Takeuchi et al. have already demonstrated that chitosan-coated liposomes could penetrate into the mucosa and achieve prolonged retention time (Takeuchi et al., 2005a). In this study, the images of confocal laser scanning microscopy also confirmed that TMC coating of liposomes led to prolonged residence time and increased the permeation effect of the liposomal system compared with non-coated liposomes. In Werle and Takeuchi’s study, confocal laser microscopy studies showed comparable mucoadhesive properties of chitosan–aprotinin-coated MLV and chitosan-coated MLV with the final dose of coumarin-6 of 50 μg (Werle and takeuchi, 2009). To tell the differences between non-Lips and TMC-Lips clearly, the final dose of coumarin-6 in this study was a half that in Werle and Takeuchi’s study. It was reported that TMC exhibits mucoadhesive properties on the mucus gel layer covering the small intestine not only for the electrostatic interaction between positively charged TMC and negatively charged mucosal surfaces but also for other non-covalent bonds such as hydrogen bonds and hydrophobic bonds (Jintapattanakit et al., 2009).

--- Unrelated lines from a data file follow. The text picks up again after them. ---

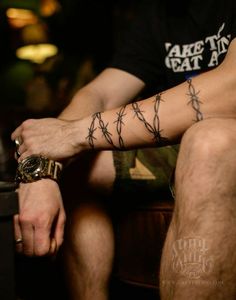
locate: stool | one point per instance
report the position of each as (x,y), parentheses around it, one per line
(8,208)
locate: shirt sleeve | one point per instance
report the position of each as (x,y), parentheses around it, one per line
(139,53)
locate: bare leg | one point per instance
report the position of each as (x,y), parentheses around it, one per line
(199,257)
(89,241)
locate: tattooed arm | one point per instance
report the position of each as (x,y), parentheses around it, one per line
(159,120)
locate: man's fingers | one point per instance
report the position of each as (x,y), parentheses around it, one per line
(18,235)
(59,229)
(53,247)
(42,241)
(27,231)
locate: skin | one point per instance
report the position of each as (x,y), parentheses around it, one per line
(70,135)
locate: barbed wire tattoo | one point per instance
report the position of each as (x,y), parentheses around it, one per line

In the previous study, we demonstrated that chitosan-coated liposomes were more effective than calcitonin solution and non-coated liposomes (Takeuchi et al., 2005a, Thongborisute et al., 2006). In this study we investigated the pharmacological effect of TMC-coated liposomes via the oral route. The AAC of calcitonin solution itself was almost zero, due to attack by the gastric acidic environment and enzymes from the alimentary canal. For the protection of calcitonin by incorporation into liposomes and prolonged residence time, the AACs of polymer-coated liposomal systems were significantly increased. It was observed that the blood calcium levels of the chitosan- and TMC-coated liposomes before the 4-h time point after oral administration were not significantly different, whereas the blood calcium levels of TMC-coated liposomes were significantly lower than that of chitosan-coated liposomes after the 4-h time point. This effect might due to the better solubility of TMC in neutral environments. In the upper intestinal segment of rats, intestinal fluids provide a weakly acidic environment, in which both chitosan and TMC dissolved well to achieve mucoadhesion and penetration enhancement. However, the chitosan did not dissolve well in the lower intestinal segment because of the increasing pH of the intestinal fluid, so the TMC-coated liposome showed a better effect on the decrease of blood calcium level after the 4-h time point. Chitosan, a potentially useful polymer for hydrophilic macromolecules—not only for peptides and proteins, but also for siRNA and pDNA (Katas and Alpar, 2006, Mao et al., 2010)—is limited by its pH-dependent solubility. Commercially available chitosan cannot be dissolved above a pH of 5.6, which becomes a limitation for its use in oral drug delivery. TMC, with a higher degree of quaternization, has better solubility and higher mucoadhesive properties. Thus, TMC-coated liposome might be a promising alternative to chitosan as an effective delivery system for oral administration of protein and peptide drugs.

Conclusion

Based on the obtained results, TMC with a high degree of quaternization exhibited good mucoadhesive properties both in vitro and in vivo. TMC-coated liposomes were successfully prepared, and the properties of the novel system were investigated. It was demonstrated that calcitonin-loaded TMC-coated liposomes had a high pharmacological effect of calcitonin after oral administration. Thus, we can draw the conclusion that TMC-coated liposomes have the potential to be developed as a new oral delivery system for peptide and protein drugs.

Acknowledgement

The first author wishes to express her appreciation to her professors and colleagues at both Gifu Pharmaceutical University and China Pharmaceutical University. Part of this work was supported by a Grant-in-Aid from the Ministry of Education, Culture, Sports, Sciences and Technology (Monbukagakusho) of Japan (21390011).

Declaration of interest

The authors report no conflicts of interest. The authors alone are responsible for the content and writing of the paper.